The Inflation Rate Falls for the First Time in 19 Months

The Inflation Rate Falls for the First Time in 19 Months

Headline inflation fell to 33.40% in July from 34.19% in May. This is the first fall since December 2022.

It looks like the CBN’s interest rate hikes 4 times in the last 5 months is finally having a positive effect on the economy.

This could also mean that the market has adjusted to the policies – Fuel subsidy removal and floating exchange rate initiated by the President at his inauguration in June, 2023.

The headline inflation fell by 0.80 percentage point difference between June and July. The Minister of Finance, Mr Wale Edun attributed the inflationary pressure so far to food inflation.

The new CPI for July proved his point, as the headline inflation fell just at the time the food inflation fell in July to 39.53% from 40.87% in June.

This is a 1.34 percentage point fall in food inflation rate.
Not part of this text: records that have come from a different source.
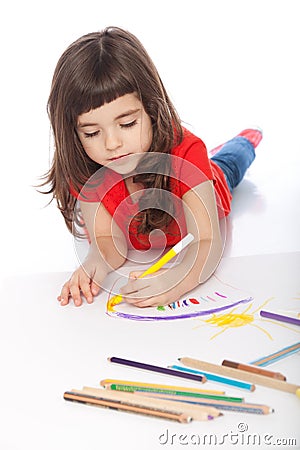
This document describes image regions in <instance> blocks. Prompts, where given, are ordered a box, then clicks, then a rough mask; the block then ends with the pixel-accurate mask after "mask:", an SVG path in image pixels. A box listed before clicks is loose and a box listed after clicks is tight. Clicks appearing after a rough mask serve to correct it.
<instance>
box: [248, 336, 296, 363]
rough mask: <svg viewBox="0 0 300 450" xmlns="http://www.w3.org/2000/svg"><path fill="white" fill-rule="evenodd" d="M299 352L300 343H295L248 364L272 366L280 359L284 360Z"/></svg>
mask: <svg viewBox="0 0 300 450" xmlns="http://www.w3.org/2000/svg"><path fill="white" fill-rule="evenodd" d="M299 351H300V342H296V344H292V345H289V346H288V347H285V348H283V349H281V350H278V351H277V352H275V353H271V354H270V355H268V356H263V357H262V358H259V359H256V360H255V361H252V362H251V363H249V364H253V365H254V366H260V367H264V366H268V365H269V364H272V363H274V362H276V361H279V360H280V359H282V358H286V357H287V356H289V355H292V354H293V353H296V352H299Z"/></svg>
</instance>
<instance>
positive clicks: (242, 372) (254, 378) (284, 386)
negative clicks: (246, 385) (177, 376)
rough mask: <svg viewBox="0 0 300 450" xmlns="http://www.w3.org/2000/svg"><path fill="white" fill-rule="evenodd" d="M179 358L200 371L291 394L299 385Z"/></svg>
mask: <svg viewBox="0 0 300 450" xmlns="http://www.w3.org/2000/svg"><path fill="white" fill-rule="evenodd" d="M179 360H180V362H181V363H182V364H184V365H185V366H188V367H193V368H195V369H197V370H200V371H202V370H205V371H206V370H207V371H209V372H214V373H218V374H221V375H224V376H228V377H232V378H237V379H239V380H243V381H249V382H252V383H255V384H260V385H261V386H265V387H268V388H272V389H278V390H280V391H285V392H290V393H292V394H296V391H297V389H299V386H297V385H296V384H291V383H287V382H286V381H281V380H276V379H273V378H268V377H265V376H263V375H258V374H256V373H250V372H245V371H243V370H239V369H232V368H231V367H224V366H220V365H217V364H212V363H208V362H205V361H199V360H197V359H193V358H180V359H179Z"/></svg>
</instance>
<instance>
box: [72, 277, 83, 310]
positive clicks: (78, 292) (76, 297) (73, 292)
mask: <svg viewBox="0 0 300 450" xmlns="http://www.w3.org/2000/svg"><path fill="white" fill-rule="evenodd" d="M70 293H71V296H72V298H73V301H74V304H75V306H81V305H82V298H81V295H80V290H79V286H78V283H75V282H71V283H70Z"/></svg>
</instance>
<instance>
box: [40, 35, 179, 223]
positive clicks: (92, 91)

Also the first fall in 19 months.

Although the Headline and food Inflation decreased, the Core Inflation which excludes food items and energy prices, rose by 0.07% point difference from 27.40% in June to 27.47% in July. 

According to the NBS, Core Inflation includes the cost of housing, transportation, clothing, health, communication, etc., excluding food and energy costs.
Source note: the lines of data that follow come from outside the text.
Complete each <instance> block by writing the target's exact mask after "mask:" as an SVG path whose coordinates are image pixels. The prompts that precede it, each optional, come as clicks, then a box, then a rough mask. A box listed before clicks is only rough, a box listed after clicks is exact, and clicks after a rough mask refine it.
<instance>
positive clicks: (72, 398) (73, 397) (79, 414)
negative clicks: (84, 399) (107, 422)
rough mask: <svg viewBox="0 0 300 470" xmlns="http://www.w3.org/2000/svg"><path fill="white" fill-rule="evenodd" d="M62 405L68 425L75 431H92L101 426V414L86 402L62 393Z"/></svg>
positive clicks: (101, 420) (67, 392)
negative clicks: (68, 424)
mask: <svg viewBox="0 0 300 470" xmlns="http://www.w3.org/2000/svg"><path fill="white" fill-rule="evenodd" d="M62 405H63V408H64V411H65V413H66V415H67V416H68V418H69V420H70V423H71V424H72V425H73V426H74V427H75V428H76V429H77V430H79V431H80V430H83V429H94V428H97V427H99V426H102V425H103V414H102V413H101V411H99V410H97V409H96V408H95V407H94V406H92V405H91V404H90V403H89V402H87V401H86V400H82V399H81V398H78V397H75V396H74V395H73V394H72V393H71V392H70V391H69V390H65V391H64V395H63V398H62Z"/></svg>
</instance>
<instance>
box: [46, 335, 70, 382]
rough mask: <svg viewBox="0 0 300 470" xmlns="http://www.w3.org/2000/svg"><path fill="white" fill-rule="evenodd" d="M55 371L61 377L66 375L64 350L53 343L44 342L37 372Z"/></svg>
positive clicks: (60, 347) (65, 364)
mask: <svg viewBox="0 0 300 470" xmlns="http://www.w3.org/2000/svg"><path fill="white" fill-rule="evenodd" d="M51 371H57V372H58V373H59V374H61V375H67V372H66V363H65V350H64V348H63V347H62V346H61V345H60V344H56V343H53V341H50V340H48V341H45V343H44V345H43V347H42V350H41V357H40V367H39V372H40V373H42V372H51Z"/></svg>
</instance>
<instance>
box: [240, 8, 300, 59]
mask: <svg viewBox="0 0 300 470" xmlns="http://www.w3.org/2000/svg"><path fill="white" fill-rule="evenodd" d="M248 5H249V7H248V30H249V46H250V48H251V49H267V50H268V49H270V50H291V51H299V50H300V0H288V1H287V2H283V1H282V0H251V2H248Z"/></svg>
This confirms the statement by the CBN that food inflation is the main driving force of the inflation rate in Nigeria.

As indicated by Mr Edun, “there are still intervention programs on the way to decrease the cost of living and increase growth in the different sectors of the economy.

“The effort was going to continue to ensure that the interventions and measures to ameliorate the high cost of living for individuals, for the agricultural sector, for industry, for Small-Scale businesses, were going to continue to be implemented with all efforts needed for success.